Let's now try to apply transfer learning to such an architecture. 

- TASK 1: Train the GMF and MLP models separately, inspect and save the parameters.
- TASK 2: Use the pre-trained parameters for initializing the NMF architecture. In particular, use the pre-trained embeddings for users and items and the initialized layers of GMF and MLP.
- TASK 3: Finally, train the NMF model both by freezing the layers preceding the NeuMF layer and by keeping all the parameters trainable.

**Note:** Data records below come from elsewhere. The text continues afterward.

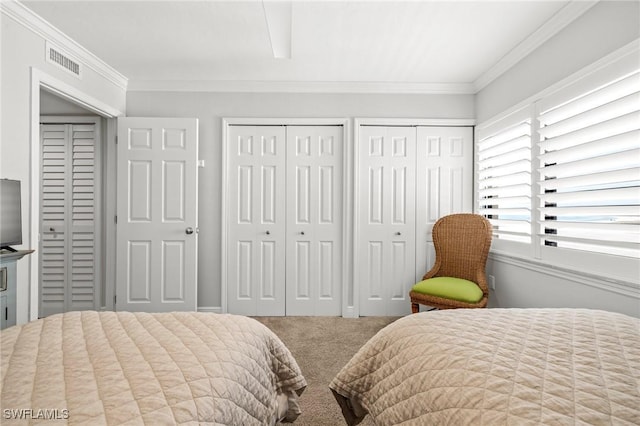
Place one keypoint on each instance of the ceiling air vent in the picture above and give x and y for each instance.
(61, 60)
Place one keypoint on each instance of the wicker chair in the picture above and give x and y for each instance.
(462, 243)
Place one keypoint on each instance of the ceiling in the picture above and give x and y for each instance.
(461, 44)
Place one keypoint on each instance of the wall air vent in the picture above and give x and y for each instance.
(61, 60)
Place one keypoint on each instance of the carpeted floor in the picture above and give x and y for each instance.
(322, 346)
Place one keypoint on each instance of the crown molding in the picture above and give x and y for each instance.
(30, 20)
(359, 87)
(553, 26)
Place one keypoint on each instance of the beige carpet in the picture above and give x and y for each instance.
(322, 346)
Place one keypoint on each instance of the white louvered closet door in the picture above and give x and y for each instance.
(69, 261)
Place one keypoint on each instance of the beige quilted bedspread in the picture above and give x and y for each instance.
(496, 367)
(125, 368)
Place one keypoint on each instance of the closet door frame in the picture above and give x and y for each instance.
(347, 199)
(357, 125)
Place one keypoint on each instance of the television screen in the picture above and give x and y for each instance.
(10, 214)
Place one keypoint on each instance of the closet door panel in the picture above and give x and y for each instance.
(444, 183)
(386, 219)
(53, 215)
(314, 220)
(69, 217)
(256, 226)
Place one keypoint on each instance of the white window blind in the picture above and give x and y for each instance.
(589, 170)
(504, 180)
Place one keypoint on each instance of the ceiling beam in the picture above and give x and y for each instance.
(278, 17)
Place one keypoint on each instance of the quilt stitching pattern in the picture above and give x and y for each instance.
(499, 366)
(137, 368)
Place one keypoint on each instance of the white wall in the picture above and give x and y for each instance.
(603, 29)
(22, 49)
(209, 108)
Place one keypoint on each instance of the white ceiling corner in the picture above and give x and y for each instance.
(304, 45)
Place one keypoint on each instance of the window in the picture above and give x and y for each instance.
(504, 179)
(558, 176)
(589, 159)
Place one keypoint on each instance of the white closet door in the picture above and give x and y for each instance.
(444, 183)
(314, 220)
(157, 193)
(386, 246)
(69, 212)
(256, 223)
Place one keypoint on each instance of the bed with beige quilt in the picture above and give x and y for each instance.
(99, 368)
(496, 367)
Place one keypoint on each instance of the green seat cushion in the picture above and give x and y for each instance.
(450, 288)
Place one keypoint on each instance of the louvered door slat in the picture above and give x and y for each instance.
(68, 236)
(53, 268)
(82, 217)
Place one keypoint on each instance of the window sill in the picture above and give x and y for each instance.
(621, 286)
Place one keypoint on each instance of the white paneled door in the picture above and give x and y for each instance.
(256, 249)
(444, 185)
(285, 220)
(409, 177)
(157, 207)
(387, 219)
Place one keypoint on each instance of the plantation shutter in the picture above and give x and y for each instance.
(504, 177)
(590, 168)
(69, 206)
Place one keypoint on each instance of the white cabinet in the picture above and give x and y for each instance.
(8, 283)
(407, 177)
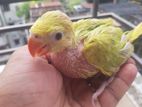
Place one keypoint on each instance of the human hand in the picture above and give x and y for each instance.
(32, 82)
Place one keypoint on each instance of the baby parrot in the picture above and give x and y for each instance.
(93, 49)
(84, 48)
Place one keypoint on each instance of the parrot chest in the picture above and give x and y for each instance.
(72, 63)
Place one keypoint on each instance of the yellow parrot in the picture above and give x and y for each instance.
(84, 48)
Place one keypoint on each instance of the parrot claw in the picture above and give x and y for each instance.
(100, 90)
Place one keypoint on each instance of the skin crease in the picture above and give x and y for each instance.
(32, 82)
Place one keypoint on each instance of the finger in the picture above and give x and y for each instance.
(81, 93)
(131, 60)
(121, 83)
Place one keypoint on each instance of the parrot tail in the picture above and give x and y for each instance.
(132, 35)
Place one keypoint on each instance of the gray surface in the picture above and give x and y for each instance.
(131, 11)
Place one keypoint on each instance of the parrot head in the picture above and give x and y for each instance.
(51, 33)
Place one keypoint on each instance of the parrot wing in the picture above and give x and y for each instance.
(83, 27)
(107, 47)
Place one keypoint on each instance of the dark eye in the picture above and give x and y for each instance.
(36, 36)
(58, 36)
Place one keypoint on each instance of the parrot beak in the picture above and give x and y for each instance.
(36, 47)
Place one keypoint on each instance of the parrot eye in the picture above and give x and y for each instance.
(58, 35)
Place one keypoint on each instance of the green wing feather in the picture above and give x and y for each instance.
(106, 46)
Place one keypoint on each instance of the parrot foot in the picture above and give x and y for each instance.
(100, 90)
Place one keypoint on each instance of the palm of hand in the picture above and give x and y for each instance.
(34, 83)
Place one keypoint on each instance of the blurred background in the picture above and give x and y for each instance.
(17, 16)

Compare the performance with the network trained from scratch.


In [4]:
import os
import random

import matplotlib.pyplot as plt
import numpy as np
import pandas as pd
import torch
import torch.nn as nn
import torch.optim as optim
from ray import tune
from ray.tune import CLIReporter
from ray.tune.schedulers import ASHAScheduler
from torch.utils.data import DataLoader, Dataset
from tqdm import tqdm
import time

from neumf import NeuMF
from metrics import metrics

## PATH definition

In [None]:
PATH = "./ml-100k/u.data" 
MODEL_PATH = "./models/" 

## Parameters Definition

In [None]:
args = {
    "seed": 42,
    "lr": 0.001,
    "dropout": 0.2,
    "batch_size": 256,
    "epochs": 30,
    "top_k": 10,
    "num_factors": 32,
    "layers": (32, 16, 8),
    "out": True,
    "num_ng": 4,
    "num_ng_test": 100
}

In [None]:
best_config = {
    "lr": 0.01,
    "batch_size": 128,
    "num_factors_gmf": 16,
    "num_factors_mlp": 64,
    "epochs": 30,
    "out": True,
    "dropout": [0, 0, 0, 0],
}

In [None]:
np.random.seed(args["seed"])
torch.manual_seed(args["seed"])

use_cuda = torch.cuda.is_available()
device = torch.device("cuda:0" if use_cuda else "cpu")
device

In [None]:
# load data
ml_100k = pd.read_csv(
	PATH, 
	sep="\t", 
	names = ['user_id', 'item_id', 'rating', 'timestamp'], 
	engine='python')

# set the num_users, items
num_users = ml_100k['user_id'].nunique()+1
num_items = ml_100k['item_id'].nunique()+1

# construct the train and test datasets
data = NCF_Data(ml_100k, args)
train_loader = data.get_train_instance()
test_loader = data.get_test_instance()